Dans ce petit peuple de L’Atelier, il nous faut épingler Guy Pion, superbe en singe (patron de l’époque) bourru, profiteur, raisonneur, mais sublime dans sa mauvaise foi et dans sa souffrance.
A ses côtés, son épouse (de théâtre) Béatrix Ferauge est là froide et maîtresse d’elle-même, en apparence, elle donne une juste note à un personnage que l’on sent pragmatique, mais aussi intérieurement torturé.
David Pion est le premier presseur, l’homme qui revient des camps, l’homme qui continue par habitude à se réveiller aux aurores, l’homme rempli d’espoir, mais qui n’ose avancer, se manifester tant le passé reste trop présent à son esprit.
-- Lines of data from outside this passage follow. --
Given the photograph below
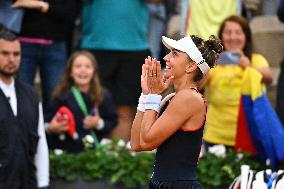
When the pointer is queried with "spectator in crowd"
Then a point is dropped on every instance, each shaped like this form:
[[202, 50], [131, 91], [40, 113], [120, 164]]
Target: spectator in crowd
[[176, 128], [223, 87], [24, 154], [117, 36], [280, 84], [46, 25], [203, 17], [91, 106]]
Muriel Jacobs nous offre une bonne interprétation de Madame Simone, cette jeune femme juive à la recherche de son mari, jamais revenu d’Allemagne et déclaré mort en France.
Impossible de les citer tous, et pourtant aucun ne démérite, c’est dans un ensemble réussi qu’ils nous offrent sous la direction avisée de Michel Kacenelenbogen un spectacle harmonieusement réussi entre rires et larmes.
Une comédie douce-amère, pas du tout cousue de fil blanc, qui pique à justes points et se faufilera dans nos cœurs et dans nos mémoires.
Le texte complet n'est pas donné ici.